As an inspector general level officer of the MP police said mostly the cases were registered against unidentified people and the police failed to identify them. “As the cases don’t progress, we have no option but to close them,” the officer said on condition of anonymity.
The profiles of the victims of these assaults make one thing clear that most of them are from poor Muslim families. In the case of the two Jharkhand cattle herders – Mazlum Ansari and Imteyaz Khan – who were hanged, one of the accused was identified as Mithilesh Prasad Sahu, linked to the local Gou Kranti Manch, considered close to a local BJP leader.
Two men, who were forced to consume cow dung in Kundli on Delhi-Haryana border by Haryana Gau Rakshak Samiti earlier this month, were Muslim cattle traders from Mewat region.
Similarly, the teenager stripped in Chittorgarh district of Rajasthan in May was a local Muslim and the accused were upper caste Hindus from a local cow vigilante group. A local BJP legislator came out in support of the gau rakshaks when the video of the assault became viral.
The growth of cow vigilante groups’ activism in India has been somehow aided by financial incentives to cow shelters that house the rescued bovines.
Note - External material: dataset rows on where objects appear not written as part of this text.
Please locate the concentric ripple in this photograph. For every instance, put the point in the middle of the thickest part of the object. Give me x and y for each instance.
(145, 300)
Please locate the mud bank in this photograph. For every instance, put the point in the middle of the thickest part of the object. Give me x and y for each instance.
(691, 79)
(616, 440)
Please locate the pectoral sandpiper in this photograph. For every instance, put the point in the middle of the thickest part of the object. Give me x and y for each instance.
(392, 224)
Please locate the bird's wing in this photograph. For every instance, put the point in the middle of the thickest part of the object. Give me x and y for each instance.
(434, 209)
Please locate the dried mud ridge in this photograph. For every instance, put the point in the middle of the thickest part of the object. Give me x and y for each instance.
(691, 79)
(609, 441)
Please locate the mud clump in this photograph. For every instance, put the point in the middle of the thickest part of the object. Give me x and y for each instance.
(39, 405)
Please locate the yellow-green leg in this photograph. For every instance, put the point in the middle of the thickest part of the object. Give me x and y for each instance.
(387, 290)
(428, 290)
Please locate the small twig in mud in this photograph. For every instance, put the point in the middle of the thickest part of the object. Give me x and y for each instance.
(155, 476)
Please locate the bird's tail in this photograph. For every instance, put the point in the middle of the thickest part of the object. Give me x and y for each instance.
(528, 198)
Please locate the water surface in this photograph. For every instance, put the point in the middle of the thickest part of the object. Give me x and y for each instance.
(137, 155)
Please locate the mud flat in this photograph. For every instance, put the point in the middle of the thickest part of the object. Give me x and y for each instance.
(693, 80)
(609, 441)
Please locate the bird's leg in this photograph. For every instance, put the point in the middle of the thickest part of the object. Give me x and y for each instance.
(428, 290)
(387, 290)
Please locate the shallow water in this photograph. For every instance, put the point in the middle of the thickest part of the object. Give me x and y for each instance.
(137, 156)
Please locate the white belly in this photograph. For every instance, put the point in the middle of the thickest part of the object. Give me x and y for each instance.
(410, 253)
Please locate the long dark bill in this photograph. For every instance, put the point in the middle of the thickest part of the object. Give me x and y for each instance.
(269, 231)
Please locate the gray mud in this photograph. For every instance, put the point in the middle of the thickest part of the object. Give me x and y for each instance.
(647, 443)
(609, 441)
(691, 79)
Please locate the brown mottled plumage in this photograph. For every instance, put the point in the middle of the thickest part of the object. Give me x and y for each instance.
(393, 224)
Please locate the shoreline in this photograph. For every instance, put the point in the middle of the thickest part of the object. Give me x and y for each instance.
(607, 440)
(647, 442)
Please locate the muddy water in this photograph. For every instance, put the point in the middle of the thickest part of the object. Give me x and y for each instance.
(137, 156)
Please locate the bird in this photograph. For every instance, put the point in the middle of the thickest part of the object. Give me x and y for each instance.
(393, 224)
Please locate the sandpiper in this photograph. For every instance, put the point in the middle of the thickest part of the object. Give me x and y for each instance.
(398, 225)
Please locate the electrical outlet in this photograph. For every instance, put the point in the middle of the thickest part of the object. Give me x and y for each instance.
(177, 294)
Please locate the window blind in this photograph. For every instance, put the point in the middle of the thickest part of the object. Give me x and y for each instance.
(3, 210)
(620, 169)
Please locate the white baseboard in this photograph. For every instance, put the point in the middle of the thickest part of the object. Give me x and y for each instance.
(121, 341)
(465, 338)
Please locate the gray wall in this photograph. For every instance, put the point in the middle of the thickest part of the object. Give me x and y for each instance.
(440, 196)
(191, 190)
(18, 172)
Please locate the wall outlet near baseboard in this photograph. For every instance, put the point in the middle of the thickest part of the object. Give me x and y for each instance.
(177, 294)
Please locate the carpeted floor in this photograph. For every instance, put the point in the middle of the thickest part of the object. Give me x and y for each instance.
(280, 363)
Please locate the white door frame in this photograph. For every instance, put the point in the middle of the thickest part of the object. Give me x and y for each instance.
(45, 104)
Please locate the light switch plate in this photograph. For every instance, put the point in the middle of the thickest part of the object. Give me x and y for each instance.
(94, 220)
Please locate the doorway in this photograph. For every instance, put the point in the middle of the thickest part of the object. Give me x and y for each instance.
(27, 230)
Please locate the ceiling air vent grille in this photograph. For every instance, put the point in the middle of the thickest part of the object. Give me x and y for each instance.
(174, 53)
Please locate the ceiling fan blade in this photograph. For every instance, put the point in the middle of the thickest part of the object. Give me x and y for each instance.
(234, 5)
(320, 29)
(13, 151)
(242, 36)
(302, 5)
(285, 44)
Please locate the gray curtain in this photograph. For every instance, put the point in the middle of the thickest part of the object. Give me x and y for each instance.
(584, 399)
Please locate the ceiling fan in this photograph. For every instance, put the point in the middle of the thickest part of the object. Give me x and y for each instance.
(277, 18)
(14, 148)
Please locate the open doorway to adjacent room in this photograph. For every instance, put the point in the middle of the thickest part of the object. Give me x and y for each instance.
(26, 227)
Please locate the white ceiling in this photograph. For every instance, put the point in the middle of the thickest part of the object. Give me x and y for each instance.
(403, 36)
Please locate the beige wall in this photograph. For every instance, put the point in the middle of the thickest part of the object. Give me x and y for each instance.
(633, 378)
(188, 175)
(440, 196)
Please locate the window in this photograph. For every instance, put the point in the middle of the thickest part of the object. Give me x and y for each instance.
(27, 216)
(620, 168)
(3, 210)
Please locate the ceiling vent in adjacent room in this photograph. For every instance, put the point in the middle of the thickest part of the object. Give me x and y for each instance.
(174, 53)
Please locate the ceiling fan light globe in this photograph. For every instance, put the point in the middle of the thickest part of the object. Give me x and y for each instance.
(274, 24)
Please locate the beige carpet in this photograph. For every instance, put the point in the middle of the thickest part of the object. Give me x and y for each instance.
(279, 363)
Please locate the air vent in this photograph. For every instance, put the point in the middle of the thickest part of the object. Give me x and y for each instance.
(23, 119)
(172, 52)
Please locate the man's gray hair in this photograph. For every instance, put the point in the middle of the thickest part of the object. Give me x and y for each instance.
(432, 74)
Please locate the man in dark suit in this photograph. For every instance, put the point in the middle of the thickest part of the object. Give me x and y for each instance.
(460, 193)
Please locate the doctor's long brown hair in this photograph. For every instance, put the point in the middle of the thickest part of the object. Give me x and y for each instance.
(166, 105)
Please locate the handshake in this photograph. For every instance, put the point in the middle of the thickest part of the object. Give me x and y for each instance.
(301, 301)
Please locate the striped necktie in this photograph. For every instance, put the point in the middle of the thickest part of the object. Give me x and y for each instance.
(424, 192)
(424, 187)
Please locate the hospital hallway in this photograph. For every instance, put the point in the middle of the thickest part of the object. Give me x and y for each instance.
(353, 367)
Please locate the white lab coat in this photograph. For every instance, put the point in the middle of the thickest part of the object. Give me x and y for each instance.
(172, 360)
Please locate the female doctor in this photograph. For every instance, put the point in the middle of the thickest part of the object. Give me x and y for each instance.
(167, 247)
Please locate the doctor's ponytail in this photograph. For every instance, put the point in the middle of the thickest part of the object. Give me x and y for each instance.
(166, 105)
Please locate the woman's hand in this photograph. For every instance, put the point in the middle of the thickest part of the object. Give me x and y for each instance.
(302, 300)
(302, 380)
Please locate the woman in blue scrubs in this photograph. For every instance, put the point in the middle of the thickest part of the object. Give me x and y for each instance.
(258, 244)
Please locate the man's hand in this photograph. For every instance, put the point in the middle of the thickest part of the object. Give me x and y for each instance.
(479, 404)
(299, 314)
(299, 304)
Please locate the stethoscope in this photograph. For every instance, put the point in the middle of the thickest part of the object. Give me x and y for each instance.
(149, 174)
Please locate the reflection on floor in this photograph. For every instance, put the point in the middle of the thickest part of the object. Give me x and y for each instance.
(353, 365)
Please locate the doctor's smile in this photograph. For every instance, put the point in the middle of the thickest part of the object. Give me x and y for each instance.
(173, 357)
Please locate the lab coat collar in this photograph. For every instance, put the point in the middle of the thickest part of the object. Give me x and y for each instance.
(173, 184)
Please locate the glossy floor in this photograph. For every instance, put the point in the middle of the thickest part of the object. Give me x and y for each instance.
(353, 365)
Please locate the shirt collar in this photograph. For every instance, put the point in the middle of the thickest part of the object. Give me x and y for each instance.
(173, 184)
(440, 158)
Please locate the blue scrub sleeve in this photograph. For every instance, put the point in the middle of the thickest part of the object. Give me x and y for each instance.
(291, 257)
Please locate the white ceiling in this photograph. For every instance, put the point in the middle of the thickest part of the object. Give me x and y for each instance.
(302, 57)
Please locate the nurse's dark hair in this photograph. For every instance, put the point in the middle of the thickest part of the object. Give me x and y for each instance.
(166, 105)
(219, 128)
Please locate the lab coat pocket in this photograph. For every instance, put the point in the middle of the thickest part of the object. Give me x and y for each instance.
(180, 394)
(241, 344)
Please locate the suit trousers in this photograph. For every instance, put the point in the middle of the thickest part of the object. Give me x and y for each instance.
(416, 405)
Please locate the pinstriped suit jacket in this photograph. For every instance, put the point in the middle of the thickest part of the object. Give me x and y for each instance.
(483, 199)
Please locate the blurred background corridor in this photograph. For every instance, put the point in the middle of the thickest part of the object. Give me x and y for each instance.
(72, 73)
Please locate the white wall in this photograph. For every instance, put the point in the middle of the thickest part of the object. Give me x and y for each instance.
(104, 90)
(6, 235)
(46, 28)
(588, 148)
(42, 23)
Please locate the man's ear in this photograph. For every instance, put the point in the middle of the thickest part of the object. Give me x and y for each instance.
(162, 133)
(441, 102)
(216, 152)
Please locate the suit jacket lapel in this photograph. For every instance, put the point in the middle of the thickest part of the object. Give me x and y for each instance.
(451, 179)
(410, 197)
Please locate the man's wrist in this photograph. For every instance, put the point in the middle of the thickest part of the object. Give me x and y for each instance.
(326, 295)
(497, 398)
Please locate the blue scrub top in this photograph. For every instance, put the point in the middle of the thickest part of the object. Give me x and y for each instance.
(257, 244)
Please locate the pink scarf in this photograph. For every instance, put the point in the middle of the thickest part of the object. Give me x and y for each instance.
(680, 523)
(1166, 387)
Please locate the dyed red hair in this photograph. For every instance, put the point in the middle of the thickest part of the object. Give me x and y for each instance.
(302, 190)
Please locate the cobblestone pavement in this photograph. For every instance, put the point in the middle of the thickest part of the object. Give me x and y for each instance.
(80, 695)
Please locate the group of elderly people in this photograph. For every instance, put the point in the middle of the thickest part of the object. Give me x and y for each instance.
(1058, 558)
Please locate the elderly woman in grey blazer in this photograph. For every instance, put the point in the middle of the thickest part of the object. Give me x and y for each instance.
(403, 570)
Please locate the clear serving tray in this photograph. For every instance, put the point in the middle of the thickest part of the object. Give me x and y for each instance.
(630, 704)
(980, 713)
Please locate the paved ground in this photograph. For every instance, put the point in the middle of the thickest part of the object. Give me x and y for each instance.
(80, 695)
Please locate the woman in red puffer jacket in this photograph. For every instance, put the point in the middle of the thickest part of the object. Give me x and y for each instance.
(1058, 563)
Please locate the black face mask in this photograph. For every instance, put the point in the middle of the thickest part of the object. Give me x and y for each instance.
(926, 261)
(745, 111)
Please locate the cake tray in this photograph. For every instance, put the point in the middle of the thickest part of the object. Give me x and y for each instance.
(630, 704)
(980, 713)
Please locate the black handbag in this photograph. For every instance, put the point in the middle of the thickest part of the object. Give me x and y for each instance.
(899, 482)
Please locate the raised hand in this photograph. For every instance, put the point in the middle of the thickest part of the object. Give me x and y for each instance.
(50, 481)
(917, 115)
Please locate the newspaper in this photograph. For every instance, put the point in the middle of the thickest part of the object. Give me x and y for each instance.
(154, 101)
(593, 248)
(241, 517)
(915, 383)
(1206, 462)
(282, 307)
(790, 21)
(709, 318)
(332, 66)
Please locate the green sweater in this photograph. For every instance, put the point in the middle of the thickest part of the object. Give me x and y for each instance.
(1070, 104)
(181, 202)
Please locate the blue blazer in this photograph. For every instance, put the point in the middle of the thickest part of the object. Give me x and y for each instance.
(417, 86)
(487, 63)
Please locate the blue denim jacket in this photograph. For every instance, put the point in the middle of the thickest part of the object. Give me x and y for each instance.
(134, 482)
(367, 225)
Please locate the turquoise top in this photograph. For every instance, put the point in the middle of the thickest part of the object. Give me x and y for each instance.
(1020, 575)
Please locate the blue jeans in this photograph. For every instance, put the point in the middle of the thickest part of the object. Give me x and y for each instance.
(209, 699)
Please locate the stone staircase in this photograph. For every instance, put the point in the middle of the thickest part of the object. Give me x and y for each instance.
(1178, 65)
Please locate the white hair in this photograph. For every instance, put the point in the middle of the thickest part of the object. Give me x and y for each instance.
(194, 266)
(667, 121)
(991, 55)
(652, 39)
The Madhya Pradesh government allocated Rs 59 crore for cow shelters between 2004 and 2012. The Rajasthan government provided about Rs 15 crore to them between 2012 and 2014. States like Haryana and Jharkhand have started new schemes to fund cow shelters – at least one in every district.
All this clearly indicates that the rise of cow vigilantism in India in the last two years has been aided by the state (read BJP) governments with little protection of the weaker sections engaged in the cattle business.